By Effie Zahos, Money Magazine, May 2007
It's nice to find another way to get a foot in the household door sooner, but be careful the door doesn't slam on you.
We've had home loans that don't require a deposit, loans where you don't have to prove your income, maternity loans that give you a repayment break, and now "silent partner" home loans.
Not since credit cards were linked to home loans has such an innovative product been launched into the mortgage scene.
It works like this: you want a home but you don't have the full deposit, or maybe you can't buy where you want because you just can't afford it.
What do you do? You call on a "silent partner" willing to pay up to 20 percent of the cost without even asking you to pay one cent in interest on that part of the loan.
Equity finance mortgages (EFMs), developed by real estate fund manager Rismark and distributed through Adelaide Bank, do just that. Working in conjunction with a traditional home loan, an equity finance mortgage allows you some slack on the cost of buying a home, in return for a certain amount of shared equity in the future value of your home.
There are a few shared equity deals on the market using different structures. The Rismark/Adelaide Bank mortgage works like this:
Say you want to buy a $500,000 home. To be eligible for the EFM portion you'll need a minimum deposit of five percent of the purchase price $25,000 in this case. The maximum amount you can borrow interest free under the EFM is 20 percent of the home's value, or $100,000. So all up you now have $125,000 to put towards your home, meaning you only need to borrow the remaining $375,000 through a standard Adelaide Bank home loan.
The benefit? Well, there's no interest or principal repayments for up to 25 years (or the house is sold) on the EFM and because you only borrowed $375,000 using a standard home loan, instead of say the full $475,000, you save over $700 in monthly repayments.
The catch? Your silent partner can take up to a 40 percent share in capital gains once you home is sold or you refinance.
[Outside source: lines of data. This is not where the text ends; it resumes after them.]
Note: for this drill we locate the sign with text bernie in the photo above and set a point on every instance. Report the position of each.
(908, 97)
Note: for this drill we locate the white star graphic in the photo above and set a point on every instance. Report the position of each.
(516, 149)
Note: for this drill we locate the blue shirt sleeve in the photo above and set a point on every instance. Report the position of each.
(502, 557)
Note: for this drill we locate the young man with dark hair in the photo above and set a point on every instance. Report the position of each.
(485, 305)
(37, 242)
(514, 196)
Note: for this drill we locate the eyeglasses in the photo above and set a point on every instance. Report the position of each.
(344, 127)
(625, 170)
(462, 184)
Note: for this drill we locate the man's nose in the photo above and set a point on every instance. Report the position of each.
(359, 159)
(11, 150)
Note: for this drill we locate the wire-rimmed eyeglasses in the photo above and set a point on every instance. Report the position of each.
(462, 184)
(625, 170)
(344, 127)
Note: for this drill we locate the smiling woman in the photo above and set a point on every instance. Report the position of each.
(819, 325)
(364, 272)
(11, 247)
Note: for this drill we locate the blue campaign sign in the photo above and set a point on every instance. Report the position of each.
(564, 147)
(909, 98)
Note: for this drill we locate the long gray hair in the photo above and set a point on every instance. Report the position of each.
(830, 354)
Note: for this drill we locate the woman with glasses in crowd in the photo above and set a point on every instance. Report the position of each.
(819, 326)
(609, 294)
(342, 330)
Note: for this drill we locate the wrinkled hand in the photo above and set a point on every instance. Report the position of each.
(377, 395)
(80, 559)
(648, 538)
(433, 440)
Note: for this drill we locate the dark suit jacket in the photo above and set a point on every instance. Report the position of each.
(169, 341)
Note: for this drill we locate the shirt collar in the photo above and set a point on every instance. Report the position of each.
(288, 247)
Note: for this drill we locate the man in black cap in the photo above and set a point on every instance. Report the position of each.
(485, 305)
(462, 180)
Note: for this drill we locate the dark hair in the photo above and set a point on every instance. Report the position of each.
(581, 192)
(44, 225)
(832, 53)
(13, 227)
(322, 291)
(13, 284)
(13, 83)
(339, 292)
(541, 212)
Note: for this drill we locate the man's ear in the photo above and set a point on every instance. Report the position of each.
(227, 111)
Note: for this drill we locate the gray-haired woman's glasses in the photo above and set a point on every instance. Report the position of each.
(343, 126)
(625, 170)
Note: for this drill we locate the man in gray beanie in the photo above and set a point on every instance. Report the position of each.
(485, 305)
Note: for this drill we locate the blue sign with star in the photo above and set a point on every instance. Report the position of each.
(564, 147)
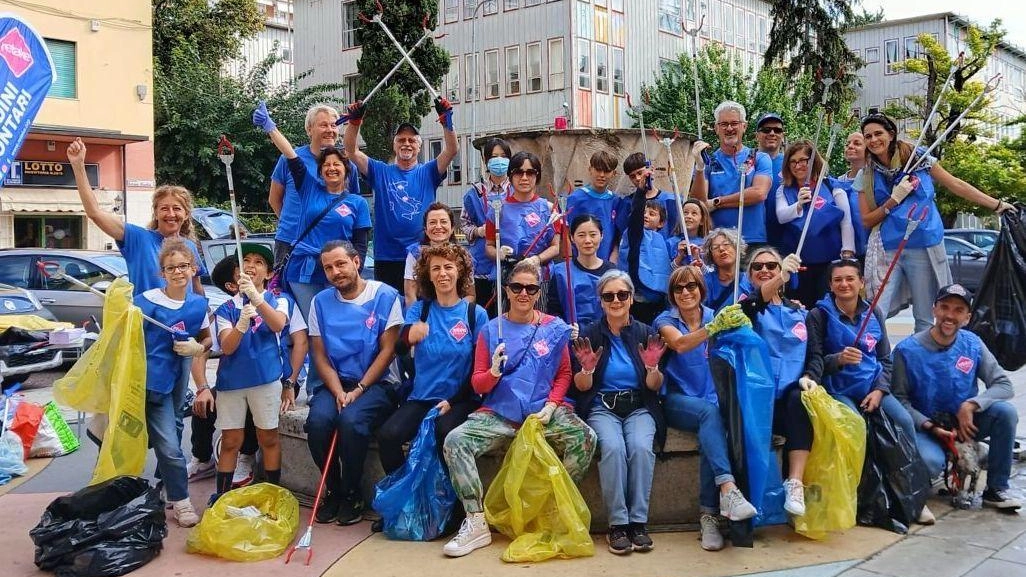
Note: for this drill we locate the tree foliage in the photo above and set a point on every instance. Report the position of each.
(404, 99)
(807, 38)
(670, 101)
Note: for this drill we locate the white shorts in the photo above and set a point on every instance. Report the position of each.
(263, 400)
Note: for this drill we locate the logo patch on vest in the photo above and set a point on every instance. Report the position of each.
(964, 364)
(541, 347)
(459, 331)
(799, 331)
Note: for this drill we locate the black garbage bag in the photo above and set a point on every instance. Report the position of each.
(895, 481)
(998, 314)
(105, 530)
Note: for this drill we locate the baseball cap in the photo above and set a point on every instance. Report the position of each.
(768, 116)
(954, 291)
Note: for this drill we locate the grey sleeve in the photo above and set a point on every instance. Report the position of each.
(998, 384)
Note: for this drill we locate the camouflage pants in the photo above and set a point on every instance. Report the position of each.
(484, 431)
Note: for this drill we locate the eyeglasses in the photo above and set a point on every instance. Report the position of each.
(621, 296)
(689, 286)
(517, 287)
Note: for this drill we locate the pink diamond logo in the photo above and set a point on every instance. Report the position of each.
(459, 331)
(799, 331)
(964, 364)
(14, 50)
(541, 347)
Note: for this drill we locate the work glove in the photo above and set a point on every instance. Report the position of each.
(262, 118)
(247, 287)
(728, 318)
(245, 317)
(189, 348)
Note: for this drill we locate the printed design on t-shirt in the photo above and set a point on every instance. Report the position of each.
(964, 364)
(400, 202)
(459, 331)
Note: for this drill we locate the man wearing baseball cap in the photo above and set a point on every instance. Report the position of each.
(936, 374)
(402, 189)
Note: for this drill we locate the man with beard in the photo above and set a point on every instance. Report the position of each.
(402, 190)
(719, 188)
(353, 329)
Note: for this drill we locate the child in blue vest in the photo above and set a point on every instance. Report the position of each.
(186, 312)
(249, 371)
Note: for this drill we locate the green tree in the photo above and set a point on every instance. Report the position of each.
(806, 37)
(935, 65)
(404, 99)
(670, 101)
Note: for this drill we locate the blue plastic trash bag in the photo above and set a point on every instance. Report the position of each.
(416, 501)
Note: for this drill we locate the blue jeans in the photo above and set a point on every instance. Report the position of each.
(997, 426)
(355, 424)
(626, 462)
(697, 415)
(161, 426)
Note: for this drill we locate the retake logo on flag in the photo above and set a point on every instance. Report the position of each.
(26, 76)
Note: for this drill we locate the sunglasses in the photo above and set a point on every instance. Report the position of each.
(621, 296)
(517, 287)
(678, 289)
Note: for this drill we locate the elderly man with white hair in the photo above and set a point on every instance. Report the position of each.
(717, 184)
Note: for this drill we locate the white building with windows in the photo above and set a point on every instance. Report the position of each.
(884, 44)
(531, 62)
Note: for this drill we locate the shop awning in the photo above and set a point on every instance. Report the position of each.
(15, 199)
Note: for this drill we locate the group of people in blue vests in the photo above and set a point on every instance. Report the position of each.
(609, 307)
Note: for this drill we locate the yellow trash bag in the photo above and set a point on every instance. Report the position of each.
(110, 379)
(534, 501)
(834, 466)
(252, 523)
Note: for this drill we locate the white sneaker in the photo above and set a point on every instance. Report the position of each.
(185, 514)
(794, 497)
(734, 506)
(473, 534)
(243, 470)
(200, 469)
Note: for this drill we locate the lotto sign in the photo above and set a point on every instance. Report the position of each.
(26, 76)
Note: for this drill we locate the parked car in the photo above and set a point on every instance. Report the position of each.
(967, 262)
(982, 237)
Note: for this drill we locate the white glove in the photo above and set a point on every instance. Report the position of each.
(189, 348)
(545, 415)
(901, 190)
(247, 287)
(498, 358)
(807, 384)
(245, 317)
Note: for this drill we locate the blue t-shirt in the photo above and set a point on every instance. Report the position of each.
(400, 198)
(141, 247)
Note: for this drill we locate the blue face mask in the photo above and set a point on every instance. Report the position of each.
(499, 165)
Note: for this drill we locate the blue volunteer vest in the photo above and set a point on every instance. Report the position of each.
(525, 389)
(258, 360)
(784, 331)
(163, 366)
(351, 332)
(941, 381)
(854, 381)
(823, 241)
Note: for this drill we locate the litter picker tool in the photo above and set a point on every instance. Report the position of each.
(834, 130)
(306, 542)
(51, 269)
(909, 228)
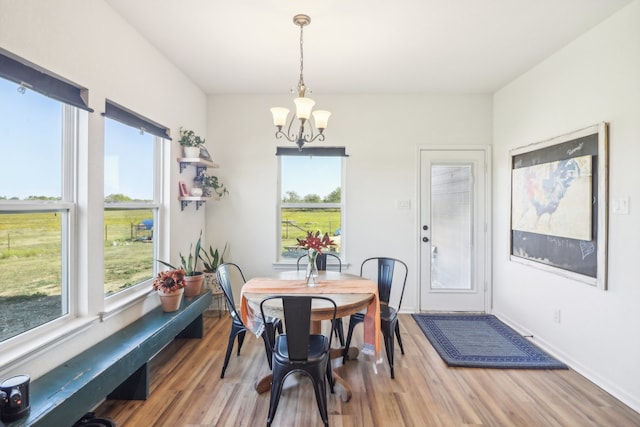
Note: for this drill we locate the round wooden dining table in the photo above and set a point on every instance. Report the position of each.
(294, 283)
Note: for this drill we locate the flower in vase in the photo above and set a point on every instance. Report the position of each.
(315, 242)
(169, 281)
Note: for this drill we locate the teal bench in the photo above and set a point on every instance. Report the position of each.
(115, 368)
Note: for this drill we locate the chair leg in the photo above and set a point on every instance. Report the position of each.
(268, 338)
(388, 345)
(339, 330)
(320, 388)
(398, 337)
(330, 377)
(353, 321)
(232, 338)
(240, 340)
(276, 390)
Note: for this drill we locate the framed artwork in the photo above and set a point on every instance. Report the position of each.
(559, 201)
(183, 189)
(204, 154)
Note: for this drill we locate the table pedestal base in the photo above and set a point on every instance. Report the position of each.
(263, 385)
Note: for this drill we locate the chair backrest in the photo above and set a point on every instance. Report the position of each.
(296, 310)
(385, 268)
(321, 261)
(225, 274)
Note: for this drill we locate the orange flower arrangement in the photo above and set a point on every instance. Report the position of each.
(314, 241)
(169, 281)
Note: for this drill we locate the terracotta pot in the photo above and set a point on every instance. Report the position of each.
(171, 302)
(191, 152)
(193, 285)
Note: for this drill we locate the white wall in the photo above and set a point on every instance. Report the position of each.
(594, 79)
(381, 134)
(88, 43)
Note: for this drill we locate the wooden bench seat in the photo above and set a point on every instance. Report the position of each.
(116, 367)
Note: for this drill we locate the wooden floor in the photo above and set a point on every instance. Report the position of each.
(186, 390)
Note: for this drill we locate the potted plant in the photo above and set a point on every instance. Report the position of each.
(192, 277)
(169, 286)
(190, 143)
(211, 259)
(211, 185)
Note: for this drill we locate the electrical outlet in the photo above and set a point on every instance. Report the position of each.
(403, 204)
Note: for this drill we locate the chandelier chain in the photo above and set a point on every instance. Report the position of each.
(301, 88)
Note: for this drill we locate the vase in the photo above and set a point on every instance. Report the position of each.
(312, 267)
(193, 284)
(191, 152)
(171, 302)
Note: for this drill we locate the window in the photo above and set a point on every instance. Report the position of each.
(310, 197)
(132, 177)
(36, 207)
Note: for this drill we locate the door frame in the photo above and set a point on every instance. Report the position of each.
(488, 247)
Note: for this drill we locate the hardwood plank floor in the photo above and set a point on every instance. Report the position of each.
(187, 391)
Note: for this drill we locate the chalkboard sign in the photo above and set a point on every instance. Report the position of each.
(558, 205)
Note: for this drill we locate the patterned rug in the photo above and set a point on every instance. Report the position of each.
(482, 341)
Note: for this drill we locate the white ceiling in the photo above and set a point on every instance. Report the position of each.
(361, 46)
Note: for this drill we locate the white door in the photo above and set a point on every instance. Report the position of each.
(454, 250)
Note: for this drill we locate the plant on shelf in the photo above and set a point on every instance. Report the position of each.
(188, 138)
(189, 264)
(211, 259)
(190, 143)
(169, 281)
(211, 185)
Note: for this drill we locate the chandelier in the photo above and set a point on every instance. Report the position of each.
(304, 106)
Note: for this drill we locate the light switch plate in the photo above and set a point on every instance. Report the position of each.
(621, 205)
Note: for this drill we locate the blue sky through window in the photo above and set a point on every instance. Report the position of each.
(30, 143)
(311, 175)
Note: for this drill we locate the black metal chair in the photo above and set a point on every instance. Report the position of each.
(226, 273)
(388, 314)
(321, 263)
(297, 350)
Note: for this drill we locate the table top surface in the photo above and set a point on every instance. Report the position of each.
(294, 283)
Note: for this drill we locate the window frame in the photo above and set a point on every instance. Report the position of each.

Should the value of your home fall, its capital loss is capped at 20 percent.
Research from Cannex highlights you'd be better off with a traditional loan if you bought in a high-growth property market.
On the other hand, homeowners who buy in markets where growth rates are modest or flat come out in front with an EFM. Another concern with EFMs is that if these products become widespread they could drive property prices even further, making it harder for battlers, even with such an innovative product.